A coalition of 750 organizations, including 14 in Colorado, has sent a letter asking that the program continue as it has for decades. Bill Jaeger, vice president of early-childhood initiatives with the Colorado Children’s Campaign, says home visits prevent serious problems and learning deficits.

“This funding is vital to several programs we have here in Colorado that support some of our most vulnerable children and families,” he says. “We know parents who receive high-quality, prenatal care and support have much better birth outcomes.”

According to a report by the RAND Corporation, home-visiting programs saved between $2 and $6 in future social services per dollar invested.

Colorado was the first state to initiate the Nurse-Family Partnership, in which nurses visit the homes of at-risk families.
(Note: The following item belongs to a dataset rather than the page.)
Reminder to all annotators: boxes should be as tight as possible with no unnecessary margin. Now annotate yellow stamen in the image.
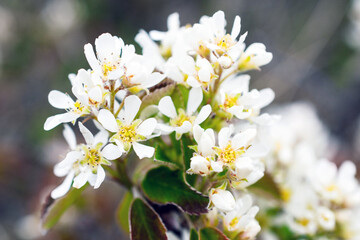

It’s now used throughout the country. As a result, Jaeger says there’s been a 50 percent reduction in domestic violence, 90 percent immunization rate by a child’s second birthday and a 32 percent reduction in mothers’ alcohol use during pregnancy.

“Just think of all the dollars we’re paying – from a very, kind of base, practical stewardship of taxpayer dollars – when families experience those risk factors,” Jaeger says. “If we can head some of those off with a high-quality, home-visitation program in the early years, we’re all better off.”

The American Academy of Pediatrics, Prevent Child Abuse America and Salvation Army are among the national organizations that signed the letter. Funding nationally has been at about $400 million a year.